I installed Dispersant at the Outeredge Project at Sanderson Gallery last week and I'm really pleased with how its turned out.  But there is no chance to rest on my laurels or even have a cup of tea and a lie down. I'm running out of time to finish my big black oil spill and my Tui mine in time for their near deadlines, so I'm stitching even more constantly and certainly more frantically than usual.  So, not much blogging over the next little while.


Me on a plinth in the window installing

To keep you entertained click through to read two essays that accompany Dispersant. Fiona P. McDonald, an anthropologist has written a very erudite analysis, and I've got my own essay/artist statement.

Side view by day


Fiona writes: Experiencing Dispersant through the gallery window as though through the optic
lens of a microscope highlights the need for focused— rather than dispersed—accountability and an 
understanding the interconnectedness with unseen environments. This installation offers a new visualization and experience from which to negotiate alternative cosmologies in the aftermath of manmade environmental disasters. 



Side view by night

By the way, Dispersant is for sale, either as a complete work or as individual strands.. Please contact Sanderson Gallery if you are interested.

Tuesday, April 10, 2012

Friday, April 06, 2012

Call and Response



The lovely Sculpture Park at Waitakaruru Arboretum has a new exhibition on for Autumn: call and response, curated by Kim Paton and featuring all early career artists. I walked around last week and really enjoyed myself. It is a very fun show with lots of playful interactive pieces.


Taarati Taiaroa's Site drawings involves borrowing a pair of scissors and buying an envelope printed with instructions for foraging from trees around the park.  I chose kahikatea and enjoyed sweet little red berries.


Grace Tai's Sound Hunt : Traces was even more fun with a treasure hunt  for brightly painted boxes hidden around the park, some making a doorbell noise to lead you to the others which had log books, postcards and photos to take in exchange for some small gift back. I made little origamis out of bright gum foil wrappers and took some lovely images home with me.



Another interactive piece was Amber Pearson's happiness tree and good luck gravel. Both demanded some energetic hard work on the hand pump to bring the sculptures up to standing.  This is me pumping up the happiness tree, always a worthwhile endeavour. Good luck gravel shed silver glitter as it grew and I didn't like it so much, perhaps also because of the large bush cockroach than ran out of its folds very close to my face.

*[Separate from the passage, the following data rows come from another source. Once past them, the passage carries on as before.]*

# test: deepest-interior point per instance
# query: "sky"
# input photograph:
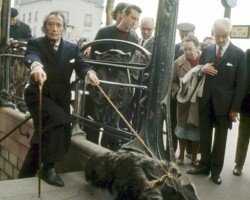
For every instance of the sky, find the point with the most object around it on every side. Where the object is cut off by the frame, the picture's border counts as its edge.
(202, 13)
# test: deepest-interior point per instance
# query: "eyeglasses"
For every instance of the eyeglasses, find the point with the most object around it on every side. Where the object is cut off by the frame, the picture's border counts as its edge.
(146, 29)
(221, 36)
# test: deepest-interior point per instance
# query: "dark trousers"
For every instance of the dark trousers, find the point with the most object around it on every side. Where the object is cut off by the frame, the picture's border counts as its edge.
(243, 139)
(55, 145)
(173, 105)
(213, 150)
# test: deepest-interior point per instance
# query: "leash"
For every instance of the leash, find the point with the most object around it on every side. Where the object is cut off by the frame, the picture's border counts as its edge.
(40, 138)
(132, 129)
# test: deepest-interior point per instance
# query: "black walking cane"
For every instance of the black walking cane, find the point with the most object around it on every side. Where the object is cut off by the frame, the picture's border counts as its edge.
(40, 138)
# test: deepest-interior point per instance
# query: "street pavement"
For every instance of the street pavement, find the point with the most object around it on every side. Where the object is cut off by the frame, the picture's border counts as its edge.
(232, 187)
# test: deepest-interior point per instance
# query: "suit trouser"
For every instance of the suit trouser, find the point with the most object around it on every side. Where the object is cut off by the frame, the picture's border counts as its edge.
(212, 156)
(243, 139)
(54, 146)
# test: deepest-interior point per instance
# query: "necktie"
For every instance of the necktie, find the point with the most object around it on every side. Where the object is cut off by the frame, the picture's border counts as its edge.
(219, 53)
(142, 42)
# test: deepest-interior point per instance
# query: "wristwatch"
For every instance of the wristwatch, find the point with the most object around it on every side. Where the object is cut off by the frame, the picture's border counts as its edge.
(229, 3)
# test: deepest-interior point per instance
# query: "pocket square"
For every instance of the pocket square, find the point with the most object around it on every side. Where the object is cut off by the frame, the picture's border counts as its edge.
(72, 60)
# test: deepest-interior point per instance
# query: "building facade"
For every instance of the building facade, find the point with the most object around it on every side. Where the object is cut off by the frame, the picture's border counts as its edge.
(84, 17)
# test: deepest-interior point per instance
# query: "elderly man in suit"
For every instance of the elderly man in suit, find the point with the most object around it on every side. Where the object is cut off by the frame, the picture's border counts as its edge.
(244, 127)
(224, 89)
(51, 61)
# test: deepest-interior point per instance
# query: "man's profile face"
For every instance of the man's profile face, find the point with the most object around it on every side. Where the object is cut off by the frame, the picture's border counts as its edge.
(131, 20)
(221, 36)
(54, 28)
(184, 34)
(13, 21)
(147, 28)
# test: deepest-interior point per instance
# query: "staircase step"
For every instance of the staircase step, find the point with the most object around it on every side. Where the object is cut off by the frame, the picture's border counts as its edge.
(76, 188)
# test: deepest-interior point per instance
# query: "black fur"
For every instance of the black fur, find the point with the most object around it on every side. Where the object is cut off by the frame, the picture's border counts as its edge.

Blankets featured in a couple of the pieces, the most successful I thought was this (untitled) by Karen Burns in which the folded blankets lined a large wooden box with a (replica) 1853 musket, a bible in Maori and some beer bottles.  The blankets were all folded with their lovely vintage labels showing, and since I have a thing about blanket labels I photographed each of them individually.



I'm fascinated by the industrial history of the gravel quarry that transformed the landscape at the site before it was planted up by the current owners, so I appreciated Ryan Monro's RIP Greywacke in which little boxes with a big chunk of gravel were scattered inconspicuously around the edges of the quarry.

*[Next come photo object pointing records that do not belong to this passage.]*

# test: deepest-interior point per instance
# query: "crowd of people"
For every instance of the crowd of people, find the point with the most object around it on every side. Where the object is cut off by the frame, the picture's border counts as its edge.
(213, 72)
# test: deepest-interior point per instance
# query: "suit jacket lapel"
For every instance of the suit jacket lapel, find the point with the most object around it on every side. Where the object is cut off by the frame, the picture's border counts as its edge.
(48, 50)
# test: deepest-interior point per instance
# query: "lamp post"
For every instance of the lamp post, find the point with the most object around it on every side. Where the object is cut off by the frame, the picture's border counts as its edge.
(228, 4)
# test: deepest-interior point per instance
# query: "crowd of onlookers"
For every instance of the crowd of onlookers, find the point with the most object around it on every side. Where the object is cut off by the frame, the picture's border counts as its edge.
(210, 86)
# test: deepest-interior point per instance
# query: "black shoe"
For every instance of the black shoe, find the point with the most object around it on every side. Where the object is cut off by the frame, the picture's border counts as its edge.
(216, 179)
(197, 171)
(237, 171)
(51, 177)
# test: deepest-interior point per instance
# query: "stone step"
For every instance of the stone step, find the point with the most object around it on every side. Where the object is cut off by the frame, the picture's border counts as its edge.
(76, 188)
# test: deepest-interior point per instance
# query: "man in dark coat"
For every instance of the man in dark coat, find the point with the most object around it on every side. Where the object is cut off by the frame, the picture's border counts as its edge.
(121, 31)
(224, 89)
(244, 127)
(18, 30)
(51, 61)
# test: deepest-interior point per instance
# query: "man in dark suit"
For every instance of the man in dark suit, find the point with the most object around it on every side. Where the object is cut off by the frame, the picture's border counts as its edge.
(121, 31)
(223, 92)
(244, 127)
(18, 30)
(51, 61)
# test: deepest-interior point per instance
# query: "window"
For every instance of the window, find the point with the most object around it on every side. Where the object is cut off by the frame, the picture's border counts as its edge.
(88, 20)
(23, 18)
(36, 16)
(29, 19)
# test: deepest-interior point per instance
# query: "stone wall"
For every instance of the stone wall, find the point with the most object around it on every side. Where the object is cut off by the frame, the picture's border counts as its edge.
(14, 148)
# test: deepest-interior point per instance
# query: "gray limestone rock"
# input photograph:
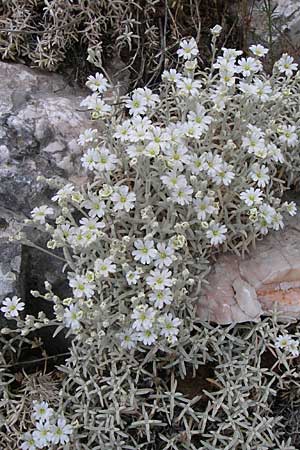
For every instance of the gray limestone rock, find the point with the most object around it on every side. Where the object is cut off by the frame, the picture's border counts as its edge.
(40, 121)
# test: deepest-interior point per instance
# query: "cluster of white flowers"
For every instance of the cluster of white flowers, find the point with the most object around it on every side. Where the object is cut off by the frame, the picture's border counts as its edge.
(194, 167)
(286, 343)
(50, 429)
(11, 307)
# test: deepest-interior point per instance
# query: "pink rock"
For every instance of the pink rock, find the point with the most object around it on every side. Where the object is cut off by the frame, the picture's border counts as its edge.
(242, 290)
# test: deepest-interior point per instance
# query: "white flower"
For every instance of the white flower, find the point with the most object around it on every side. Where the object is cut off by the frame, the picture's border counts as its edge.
(91, 224)
(96, 103)
(132, 277)
(286, 64)
(291, 208)
(188, 49)
(161, 298)
(231, 54)
(123, 131)
(95, 205)
(274, 153)
(40, 213)
(200, 118)
(147, 336)
(294, 348)
(260, 174)
(267, 212)
(90, 158)
(169, 325)
(81, 287)
(171, 75)
(29, 442)
(41, 411)
(104, 267)
(136, 104)
(123, 199)
(42, 434)
(216, 233)
(64, 193)
(72, 316)
(216, 30)
(178, 156)
(87, 136)
(159, 279)
(251, 196)
(223, 174)
(60, 432)
(143, 316)
(174, 180)
(150, 98)
(258, 50)
(186, 86)
(145, 251)
(164, 256)
(97, 83)
(212, 163)
(182, 195)
(283, 341)
(128, 339)
(204, 207)
(288, 135)
(261, 90)
(12, 306)
(277, 222)
(247, 66)
(106, 161)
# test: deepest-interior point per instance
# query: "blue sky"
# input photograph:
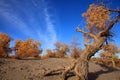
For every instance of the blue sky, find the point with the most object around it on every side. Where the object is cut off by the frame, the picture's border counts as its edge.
(47, 20)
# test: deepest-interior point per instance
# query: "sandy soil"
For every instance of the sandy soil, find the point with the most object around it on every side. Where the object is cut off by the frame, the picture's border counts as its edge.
(13, 69)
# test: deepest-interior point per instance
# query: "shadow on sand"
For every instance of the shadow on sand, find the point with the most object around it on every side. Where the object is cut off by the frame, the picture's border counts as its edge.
(94, 75)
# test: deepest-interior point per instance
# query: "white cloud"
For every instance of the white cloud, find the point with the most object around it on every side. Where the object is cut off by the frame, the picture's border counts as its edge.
(47, 36)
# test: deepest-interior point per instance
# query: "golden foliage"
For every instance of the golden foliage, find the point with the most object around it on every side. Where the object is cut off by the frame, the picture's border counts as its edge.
(75, 53)
(97, 18)
(109, 50)
(61, 49)
(48, 54)
(28, 48)
(4, 44)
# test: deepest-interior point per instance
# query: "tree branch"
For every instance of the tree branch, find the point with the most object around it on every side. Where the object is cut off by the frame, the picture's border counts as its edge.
(115, 20)
(86, 33)
(114, 10)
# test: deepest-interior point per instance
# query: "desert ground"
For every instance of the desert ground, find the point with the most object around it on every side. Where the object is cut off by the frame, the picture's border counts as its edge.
(14, 69)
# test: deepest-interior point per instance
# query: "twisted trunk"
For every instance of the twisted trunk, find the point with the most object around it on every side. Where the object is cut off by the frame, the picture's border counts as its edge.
(81, 67)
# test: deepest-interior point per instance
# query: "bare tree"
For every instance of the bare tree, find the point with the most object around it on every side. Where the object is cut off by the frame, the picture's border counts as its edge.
(96, 33)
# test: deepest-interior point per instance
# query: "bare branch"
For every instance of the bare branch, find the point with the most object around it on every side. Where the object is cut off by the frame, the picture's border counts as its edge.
(86, 33)
(101, 33)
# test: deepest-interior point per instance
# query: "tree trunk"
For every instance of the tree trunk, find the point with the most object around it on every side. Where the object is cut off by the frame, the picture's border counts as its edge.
(113, 62)
(81, 68)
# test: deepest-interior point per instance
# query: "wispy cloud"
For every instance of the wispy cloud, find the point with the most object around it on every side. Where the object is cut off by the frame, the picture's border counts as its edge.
(50, 37)
(36, 21)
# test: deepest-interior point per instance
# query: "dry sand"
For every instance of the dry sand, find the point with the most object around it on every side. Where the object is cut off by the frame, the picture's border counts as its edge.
(13, 69)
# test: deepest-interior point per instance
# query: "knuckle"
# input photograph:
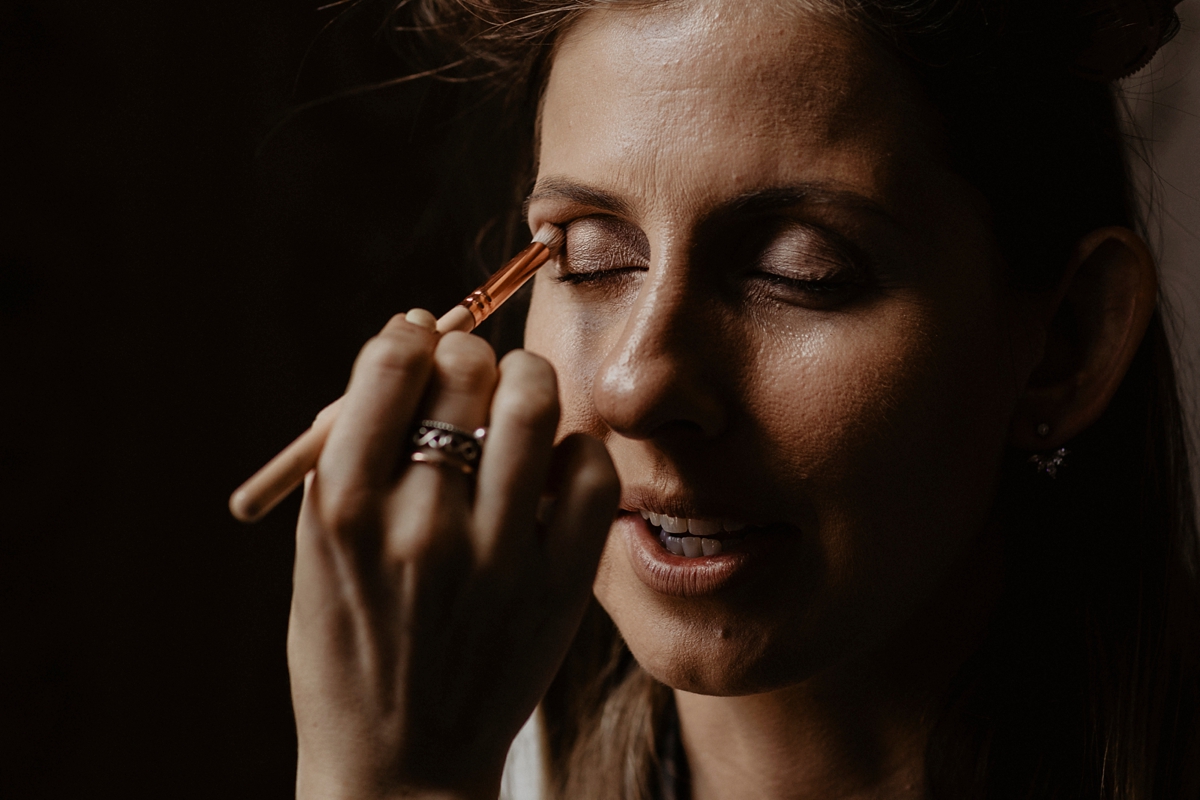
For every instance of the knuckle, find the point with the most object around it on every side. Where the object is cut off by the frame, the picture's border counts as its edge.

At the bottom of the quarry Veronica Herber's Slowness Shifting II was a lovely subtle cascade of masking tape down the rocky cliff face and across the path.



Two of the artists I am most familiar with in the show were tucked into the shady forest edges.  I've seem many photographs of Nell Nutsford's Mould, erosions and extrusions but to see them in real life set in the landscape was a whole new experience.  As large glossy photos in a white gallery they seemed purely conceptual, but in among moss and lichens they seemed like they were a new kind of alien plantlife growing our of the gravel.

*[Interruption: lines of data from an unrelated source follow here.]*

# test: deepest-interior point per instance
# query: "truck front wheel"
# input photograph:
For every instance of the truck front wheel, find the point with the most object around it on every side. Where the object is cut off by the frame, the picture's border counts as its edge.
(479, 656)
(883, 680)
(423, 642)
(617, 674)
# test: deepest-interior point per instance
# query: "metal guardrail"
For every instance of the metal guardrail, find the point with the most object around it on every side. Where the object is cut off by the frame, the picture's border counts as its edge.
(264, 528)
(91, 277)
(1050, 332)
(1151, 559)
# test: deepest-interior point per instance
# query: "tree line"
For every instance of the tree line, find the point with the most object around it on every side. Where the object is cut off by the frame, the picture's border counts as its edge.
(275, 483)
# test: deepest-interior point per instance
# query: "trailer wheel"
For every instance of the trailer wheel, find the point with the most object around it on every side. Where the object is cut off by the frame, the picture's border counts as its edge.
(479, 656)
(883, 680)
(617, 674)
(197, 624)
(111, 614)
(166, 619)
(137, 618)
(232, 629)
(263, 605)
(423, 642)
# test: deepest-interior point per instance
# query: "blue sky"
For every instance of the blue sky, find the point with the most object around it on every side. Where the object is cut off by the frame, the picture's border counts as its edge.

I met Ross Forbes last month at the opening of Sculpture and Object at Sanderson Gallery where we both had work.  Once again, his signature style was transformed away from the gallery into something much more organic.  With his shards of mirror reflecting foliage instead of walls, and the balance of ropes and weights seeming more precarious on a rocky hillside, and the whole thing covering a much bigger space, I found "clash crash bang" very beautiful and exciting.

There's lots of other work in the show that I liked, and very little that is predictable or boring.  If you are in the Waikato I'd recommend checking out this show before it finishes on 10 June.  I think it would be great to take children around and even people who aren't usually that interested in art would, I think find it stimulating.

The image at the top of the post is  part of a zombie woodland creature picnic, Antoinette Ratcliffe's Freeze Sucker.